The Lowndes thriller was inspired by Jack the Ripper lore and concerned a London family that suspects their lodger may be behind a spate of gruesome killings. The victims in Ondaatje’s update are prostitutes working West Hollywood’s Sunset Strip. The detective on the case, Chandler Manning (Alfred Molina), is a Jack the Ripper fanatic who becomes doubly intrigued when he discovers that his quarry bears an M.O. identical not only to the Ripper’s but to a serial killer he caught years ago. Manning himself is hounded with crises: He’s drawing suspicion from his department superiors that he himself might be the killer, and his daughter (Rachel Leigh Cook) blames him for her troubled mother’s attempted suicide.

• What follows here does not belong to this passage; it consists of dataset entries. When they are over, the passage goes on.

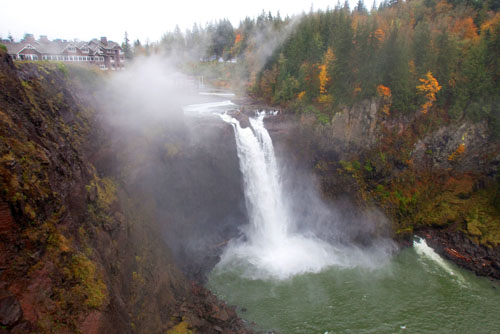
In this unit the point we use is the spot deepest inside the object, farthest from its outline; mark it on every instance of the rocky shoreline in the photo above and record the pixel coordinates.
(456, 247)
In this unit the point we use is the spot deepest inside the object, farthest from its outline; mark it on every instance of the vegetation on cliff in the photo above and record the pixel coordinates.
(81, 250)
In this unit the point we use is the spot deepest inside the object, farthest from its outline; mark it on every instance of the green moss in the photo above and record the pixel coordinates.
(90, 285)
(181, 328)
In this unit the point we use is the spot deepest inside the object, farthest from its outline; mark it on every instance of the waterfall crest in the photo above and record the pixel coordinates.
(272, 248)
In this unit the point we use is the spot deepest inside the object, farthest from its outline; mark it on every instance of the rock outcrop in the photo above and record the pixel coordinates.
(82, 246)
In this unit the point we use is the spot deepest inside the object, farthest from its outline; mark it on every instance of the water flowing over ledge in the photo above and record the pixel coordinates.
(273, 248)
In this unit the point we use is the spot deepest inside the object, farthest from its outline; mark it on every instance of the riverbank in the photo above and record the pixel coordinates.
(419, 180)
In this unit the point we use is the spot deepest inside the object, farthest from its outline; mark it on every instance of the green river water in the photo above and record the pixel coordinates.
(414, 292)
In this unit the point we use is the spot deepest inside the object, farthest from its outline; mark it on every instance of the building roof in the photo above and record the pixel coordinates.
(44, 46)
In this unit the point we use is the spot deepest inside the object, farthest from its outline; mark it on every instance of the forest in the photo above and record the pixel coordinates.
(417, 56)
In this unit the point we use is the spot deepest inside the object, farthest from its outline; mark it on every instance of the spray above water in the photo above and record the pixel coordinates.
(272, 248)
(421, 247)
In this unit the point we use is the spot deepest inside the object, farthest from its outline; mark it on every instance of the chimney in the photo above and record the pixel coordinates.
(29, 38)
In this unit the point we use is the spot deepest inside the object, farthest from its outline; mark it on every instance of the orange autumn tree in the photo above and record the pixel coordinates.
(324, 77)
(385, 93)
(429, 87)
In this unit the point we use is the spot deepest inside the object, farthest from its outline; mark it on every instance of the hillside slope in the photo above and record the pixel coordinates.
(78, 252)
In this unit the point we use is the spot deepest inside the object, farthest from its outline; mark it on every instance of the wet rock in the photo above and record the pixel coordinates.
(10, 311)
(455, 246)
(242, 118)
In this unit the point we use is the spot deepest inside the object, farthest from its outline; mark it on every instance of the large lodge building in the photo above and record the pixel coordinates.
(103, 53)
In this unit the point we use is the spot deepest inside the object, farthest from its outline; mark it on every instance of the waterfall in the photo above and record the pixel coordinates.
(272, 248)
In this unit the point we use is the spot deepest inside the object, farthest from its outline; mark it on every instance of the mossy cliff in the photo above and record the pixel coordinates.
(432, 176)
(78, 253)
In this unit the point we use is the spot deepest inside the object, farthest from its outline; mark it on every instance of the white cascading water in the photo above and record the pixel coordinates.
(422, 249)
(272, 249)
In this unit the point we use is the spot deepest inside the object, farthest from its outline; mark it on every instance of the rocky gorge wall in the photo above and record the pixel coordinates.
(435, 178)
(85, 236)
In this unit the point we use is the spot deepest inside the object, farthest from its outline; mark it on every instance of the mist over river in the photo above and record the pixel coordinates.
(287, 279)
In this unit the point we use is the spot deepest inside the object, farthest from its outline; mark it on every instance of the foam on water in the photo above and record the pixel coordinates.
(208, 108)
(422, 249)
(272, 249)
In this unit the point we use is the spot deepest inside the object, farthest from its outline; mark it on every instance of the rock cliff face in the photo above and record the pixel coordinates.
(437, 179)
(84, 246)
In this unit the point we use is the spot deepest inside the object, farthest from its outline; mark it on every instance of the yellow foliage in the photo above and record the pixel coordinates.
(489, 25)
(429, 87)
(458, 152)
(384, 91)
(411, 65)
(324, 78)
(325, 99)
(329, 56)
(181, 328)
(465, 28)
(379, 35)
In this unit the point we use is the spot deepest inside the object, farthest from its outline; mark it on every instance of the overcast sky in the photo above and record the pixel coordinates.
(143, 19)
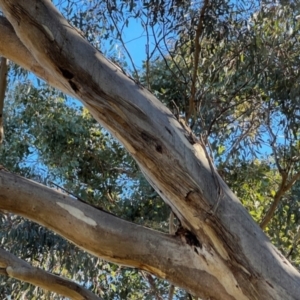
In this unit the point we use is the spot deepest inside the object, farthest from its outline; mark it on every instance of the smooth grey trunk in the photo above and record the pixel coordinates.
(231, 256)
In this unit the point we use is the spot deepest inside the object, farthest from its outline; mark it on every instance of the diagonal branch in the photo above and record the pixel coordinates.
(105, 235)
(13, 49)
(16, 268)
(214, 255)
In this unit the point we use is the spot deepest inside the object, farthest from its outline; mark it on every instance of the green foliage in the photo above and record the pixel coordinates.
(247, 108)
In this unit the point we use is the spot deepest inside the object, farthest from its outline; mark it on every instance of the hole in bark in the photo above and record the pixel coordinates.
(67, 74)
(169, 131)
(73, 86)
(159, 148)
(145, 137)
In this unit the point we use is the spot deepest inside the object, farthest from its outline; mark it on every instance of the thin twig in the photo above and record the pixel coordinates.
(196, 58)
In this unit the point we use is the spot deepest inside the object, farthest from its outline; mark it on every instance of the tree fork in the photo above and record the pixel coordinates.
(240, 262)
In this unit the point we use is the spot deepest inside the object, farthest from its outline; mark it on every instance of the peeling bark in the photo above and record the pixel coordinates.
(223, 255)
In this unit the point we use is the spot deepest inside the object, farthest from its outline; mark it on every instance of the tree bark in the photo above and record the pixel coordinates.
(225, 255)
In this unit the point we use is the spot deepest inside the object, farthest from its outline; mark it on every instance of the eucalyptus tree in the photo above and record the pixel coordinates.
(218, 251)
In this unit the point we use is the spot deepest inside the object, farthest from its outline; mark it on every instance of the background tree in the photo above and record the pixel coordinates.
(236, 89)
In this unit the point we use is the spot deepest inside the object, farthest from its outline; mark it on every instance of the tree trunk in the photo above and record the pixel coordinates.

Mental illness is all over this film. Ellen (Hope Davis), who rents her guesthouse to Malcolm (Simon Baker), a typically brooding transient devoid of personality, is herself an emotionally damaged woman. She lives under the thumb of her oafish husband, Bunting (Donal Logue), and spends her days dreaming of being seduced by her handsome, if bizarre, new tenant. The script goes on to make the insinuation that Malcolm might not exist at all, except as a figment of Ellen’s imagination, which makes connecting with her that much more difficult, if not altogether pointless. Ondaatje’s real-life-versus-dream-life gambit renders The Lodger‘s third-act revelations more ludicrous than provocative.
The Lodger‘s second half preoccupies itself with red herrings and blind alleys, orchestrated to keep viewers off the scent of the real killer’s identity. But Ondaatje’s plotting is so forced as it shifts suspicion between Manning, Bunting, and Malcolm that it renders this whole guessing game silly and unconvincing. The cast fares terribly as fine performers like Molina, Davis, and Philip Baker Hall (playing Manning’s boss) all seem anxious to run their paces as painlessly as possible and collect their paychecks.
Ondaatje’s lack of certainty seeps from the dialogue and characterizations to his choice of an overwrought aria-heavy score and a shoddy sense of style that recalls episodic television and myriad Silence of the Lambs rip-offs. It seems Ondaatje also couldn’t decide on rain or shine when our lodger first appears at Ellen’s door so, inexplicably, he opts for a downpour to drench the foreground and shafts of sunlight to wash out the back. The Lodger is so mired in ineptitudes, however, that the weather is the least of its problems.